Acute Regulation of P-glycoprotein at the Blood-Brain Barrier by Peripheral Inflammatory Pain

Abstract

P-glycoprotein (Pgp; ABCB1) is a well known transporter involved in energy-dependent-drug efflux activity. At the brain capillary endothelium, its luminal membrane location is ideal for its ascribed role in the physiological efflux of a wide array of structurally and functionally diverse compounds from the brain. This is a critical issue in regards to the delivery of central nervous system (CNS)-acting therapeutics. Moreover, a dysregulation of Pgp has been implicated in specific CNS disease states, including Alzheimer's disease, epilepsy, and brain cancer where an upregulation of Pgp has been well established as a mediator of multi-drug resistance. Inflammation is a common component in all of these conditions. Previously our laboratory has reported changes in BBB molecular and functional properties during inflammatory pain (Huber et al. 2001). This has led us to investigate the effects of peripheral inflammatory pain on Pgp efflux transport properties at the BBB, in vivo.
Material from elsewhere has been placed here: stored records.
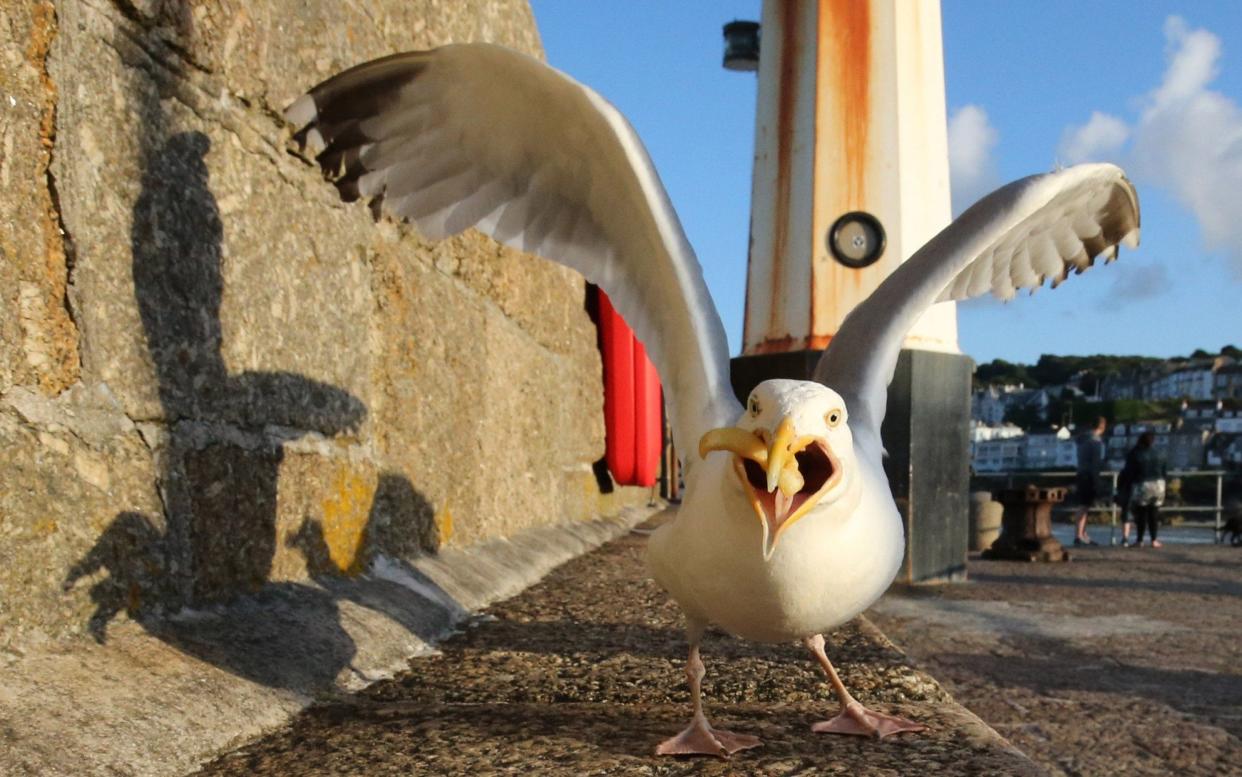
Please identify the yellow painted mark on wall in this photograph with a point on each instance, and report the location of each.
(445, 523)
(46, 528)
(345, 513)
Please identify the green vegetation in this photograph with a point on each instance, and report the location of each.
(1052, 370)
(1055, 370)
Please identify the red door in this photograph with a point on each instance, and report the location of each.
(631, 401)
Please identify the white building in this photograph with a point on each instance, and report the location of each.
(1050, 451)
(1187, 382)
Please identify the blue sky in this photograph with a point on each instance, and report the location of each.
(1153, 86)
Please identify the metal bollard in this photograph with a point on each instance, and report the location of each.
(1026, 533)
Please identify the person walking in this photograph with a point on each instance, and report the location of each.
(1091, 459)
(1122, 499)
(1146, 471)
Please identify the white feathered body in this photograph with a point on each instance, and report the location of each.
(826, 569)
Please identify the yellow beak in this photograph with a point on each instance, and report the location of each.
(781, 505)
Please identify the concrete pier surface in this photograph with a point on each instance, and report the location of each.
(583, 674)
(1120, 662)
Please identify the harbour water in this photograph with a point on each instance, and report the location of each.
(1196, 534)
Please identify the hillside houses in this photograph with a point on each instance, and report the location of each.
(1217, 377)
(1205, 435)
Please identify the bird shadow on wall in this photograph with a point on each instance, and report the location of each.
(221, 444)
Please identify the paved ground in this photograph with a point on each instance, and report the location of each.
(581, 674)
(1123, 662)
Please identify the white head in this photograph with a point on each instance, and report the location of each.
(791, 452)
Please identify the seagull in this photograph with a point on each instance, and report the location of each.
(788, 526)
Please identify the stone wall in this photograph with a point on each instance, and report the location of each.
(214, 374)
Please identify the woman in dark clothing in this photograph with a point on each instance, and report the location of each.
(1145, 471)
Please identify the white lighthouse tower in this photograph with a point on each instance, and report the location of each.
(851, 176)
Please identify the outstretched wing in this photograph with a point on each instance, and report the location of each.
(1015, 238)
(482, 135)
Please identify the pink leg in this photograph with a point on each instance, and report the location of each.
(855, 719)
(699, 737)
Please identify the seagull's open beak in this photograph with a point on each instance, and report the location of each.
(784, 478)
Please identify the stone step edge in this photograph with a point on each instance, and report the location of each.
(164, 696)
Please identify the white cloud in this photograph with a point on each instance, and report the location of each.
(971, 168)
(1187, 138)
(1099, 139)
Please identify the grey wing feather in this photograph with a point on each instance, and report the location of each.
(481, 135)
(1015, 238)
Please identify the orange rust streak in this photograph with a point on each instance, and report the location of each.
(786, 344)
(850, 25)
(785, 122)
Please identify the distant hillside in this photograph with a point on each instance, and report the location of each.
(1052, 370)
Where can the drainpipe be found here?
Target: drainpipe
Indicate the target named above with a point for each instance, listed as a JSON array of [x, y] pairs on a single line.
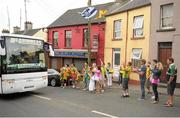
[[126, 42]]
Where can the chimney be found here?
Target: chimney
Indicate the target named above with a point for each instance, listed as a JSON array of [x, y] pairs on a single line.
[[120, 1], [5, 31], [16, 29], [28, 25]]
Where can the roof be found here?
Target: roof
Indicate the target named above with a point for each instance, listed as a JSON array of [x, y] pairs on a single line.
[[30, 32], [20, 36], [72, 17], [127, 5]]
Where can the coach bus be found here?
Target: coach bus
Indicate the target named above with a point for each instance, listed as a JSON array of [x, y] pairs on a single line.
[[22, 64]]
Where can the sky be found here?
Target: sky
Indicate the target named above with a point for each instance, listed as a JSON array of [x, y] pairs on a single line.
[[40, 12]]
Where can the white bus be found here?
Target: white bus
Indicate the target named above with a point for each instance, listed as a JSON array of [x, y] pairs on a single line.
[[22, 64]]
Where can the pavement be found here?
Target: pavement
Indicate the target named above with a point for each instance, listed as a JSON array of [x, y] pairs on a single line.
[[68, 102]]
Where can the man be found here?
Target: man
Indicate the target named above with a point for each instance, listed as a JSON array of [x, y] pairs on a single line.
[[142, 77], [171, 77]]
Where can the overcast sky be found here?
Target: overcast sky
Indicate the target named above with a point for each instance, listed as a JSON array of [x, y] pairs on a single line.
[[40, 12]]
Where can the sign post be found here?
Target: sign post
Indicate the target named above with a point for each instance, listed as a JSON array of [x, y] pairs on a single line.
[[89, 36]]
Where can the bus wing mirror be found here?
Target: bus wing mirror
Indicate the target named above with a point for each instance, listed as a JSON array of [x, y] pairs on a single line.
[[2, 47]]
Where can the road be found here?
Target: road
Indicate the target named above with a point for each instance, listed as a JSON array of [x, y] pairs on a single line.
[[68, 102]]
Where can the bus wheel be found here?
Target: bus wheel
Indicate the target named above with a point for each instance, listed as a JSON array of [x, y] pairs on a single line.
[[53, 82]]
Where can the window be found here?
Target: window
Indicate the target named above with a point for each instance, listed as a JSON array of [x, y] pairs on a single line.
[[55, 39], [116, 56], [117, 29], [68, 39], [136, 56], [85, 38], [138, 26], [167, 16]]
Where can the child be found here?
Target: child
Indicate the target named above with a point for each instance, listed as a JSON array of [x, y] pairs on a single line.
[[126, 76], [109, 73], [98, 76], [92, 81], [148, 76]]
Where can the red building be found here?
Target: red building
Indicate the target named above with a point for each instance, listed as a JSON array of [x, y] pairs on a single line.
[[68, 35]]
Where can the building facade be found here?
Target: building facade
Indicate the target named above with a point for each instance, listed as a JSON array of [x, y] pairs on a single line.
[[128, 32], [69, 35], [165, 32]]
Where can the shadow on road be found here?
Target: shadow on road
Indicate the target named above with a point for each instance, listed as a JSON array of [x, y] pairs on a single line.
[[15, 96]]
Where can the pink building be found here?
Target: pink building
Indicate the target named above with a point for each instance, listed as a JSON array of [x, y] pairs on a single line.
[[68, 35]]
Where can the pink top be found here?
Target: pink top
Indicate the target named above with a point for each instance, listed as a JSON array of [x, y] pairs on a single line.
[[154, 81]]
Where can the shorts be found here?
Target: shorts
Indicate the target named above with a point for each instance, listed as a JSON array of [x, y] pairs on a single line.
[[170, 88], [125, 82], [147, 83]]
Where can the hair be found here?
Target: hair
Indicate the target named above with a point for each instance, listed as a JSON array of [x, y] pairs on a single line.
[[160, 66], [143, 61], [155, 61], [171, 59], [130, 63]]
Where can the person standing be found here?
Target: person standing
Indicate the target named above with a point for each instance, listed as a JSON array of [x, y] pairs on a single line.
[[86, 71], [171, 77], [125, 80], [148, 76], [109, 73], [142, 77], [156, 71]]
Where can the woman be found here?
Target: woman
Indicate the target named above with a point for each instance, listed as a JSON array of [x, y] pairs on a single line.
[[109, 73], [156, 71]]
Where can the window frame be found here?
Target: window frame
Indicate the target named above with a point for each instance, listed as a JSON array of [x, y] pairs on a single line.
[[83, 42], [118, 31], [68, 37], [137, 62], [162, 17], [55, 39], [116, 51], [135, 29]]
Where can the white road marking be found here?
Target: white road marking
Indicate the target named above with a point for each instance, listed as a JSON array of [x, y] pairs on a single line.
[[104, 114], [42, 97]]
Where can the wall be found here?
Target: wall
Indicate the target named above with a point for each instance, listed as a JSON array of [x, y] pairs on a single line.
[[77, 37], [171, 36], [127, 19]]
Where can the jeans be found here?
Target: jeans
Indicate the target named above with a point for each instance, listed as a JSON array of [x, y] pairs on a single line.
[[154, 87], [142, 83]]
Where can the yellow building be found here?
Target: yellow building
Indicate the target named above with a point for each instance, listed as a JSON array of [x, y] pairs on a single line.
[[128, 34]]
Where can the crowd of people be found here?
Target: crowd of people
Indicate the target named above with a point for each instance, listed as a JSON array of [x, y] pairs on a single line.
[[98, 77]]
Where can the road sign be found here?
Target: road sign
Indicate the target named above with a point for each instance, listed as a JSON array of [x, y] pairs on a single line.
[[89, 12]]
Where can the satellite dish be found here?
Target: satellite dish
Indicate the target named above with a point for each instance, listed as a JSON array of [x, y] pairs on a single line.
[[89, 12]]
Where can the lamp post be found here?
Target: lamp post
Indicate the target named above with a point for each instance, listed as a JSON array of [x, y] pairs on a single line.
[[89, 36]]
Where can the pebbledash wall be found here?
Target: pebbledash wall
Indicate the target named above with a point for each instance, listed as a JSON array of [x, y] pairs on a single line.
[[97, 30], [165, 42]]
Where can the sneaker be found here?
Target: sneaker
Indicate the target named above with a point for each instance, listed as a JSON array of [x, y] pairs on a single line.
[[140, 99], [154, 102]]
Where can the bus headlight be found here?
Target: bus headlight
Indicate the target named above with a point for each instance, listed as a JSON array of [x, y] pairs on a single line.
[[8, 81], [44, 77]]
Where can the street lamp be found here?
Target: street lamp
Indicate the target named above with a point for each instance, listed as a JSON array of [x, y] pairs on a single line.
[[89, 36]]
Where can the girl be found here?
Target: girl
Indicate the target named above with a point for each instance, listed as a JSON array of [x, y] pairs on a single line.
[[155, 80], [109, 72], [126, 76]]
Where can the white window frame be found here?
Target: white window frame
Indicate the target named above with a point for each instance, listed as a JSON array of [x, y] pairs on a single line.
[[116, 51], [136, 59], [163, 17], [117, 30], [138, 25]]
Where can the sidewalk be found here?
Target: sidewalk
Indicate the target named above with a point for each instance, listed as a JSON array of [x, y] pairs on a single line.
[[162, 88]]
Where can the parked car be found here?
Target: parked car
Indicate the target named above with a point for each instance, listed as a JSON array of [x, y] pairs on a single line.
[[53, 78]]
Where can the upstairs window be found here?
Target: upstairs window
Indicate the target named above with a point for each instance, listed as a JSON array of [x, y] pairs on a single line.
[[68, 39], [55, 39], [167, 16], [117, 29], [138, 26]]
In the present study we examined the effects of lambda-carrageenan-induced inflammatory pain (i.e. hyperalgesia; CIP) on the molecular and functional properties of Pgp at the BBB. Western blots using enriched fractions of isolated rat brain microvessels revealed that Pgp expression at the BBB was increased by CIP and that this increase occurred predominantly within the membrane region of the cell. Additionally, both in situ brain perfusions and whole body antinociceptive profiling of the Pgp substrate and opioid analgesic, [3H] morphine, indicate that changes in Pgp at the BBB, mediated by peripheral inflammation, can impact brain uptake of morphine. To further elucidate the mechanism(s) behind the rapid upregulation (3 h) of Pgp at this region, we explored regulation of Pgp at the plasma membrane. Our findings show that CIP induces a movement of Pgp within these domains and that Pgp co-localizes with caveolin-1 and clathrin, key structural proteins associated with caveolae and clathrin-pit lipid rafts, respectively. Our data indicate for the first time that peripheral inflammatory pain induces functional and molecular changes in Pgp, a critical efflux transporter, at the BBB in vivo and that these alterations may be mediated in part via a proteolipidic re-organization mechanism.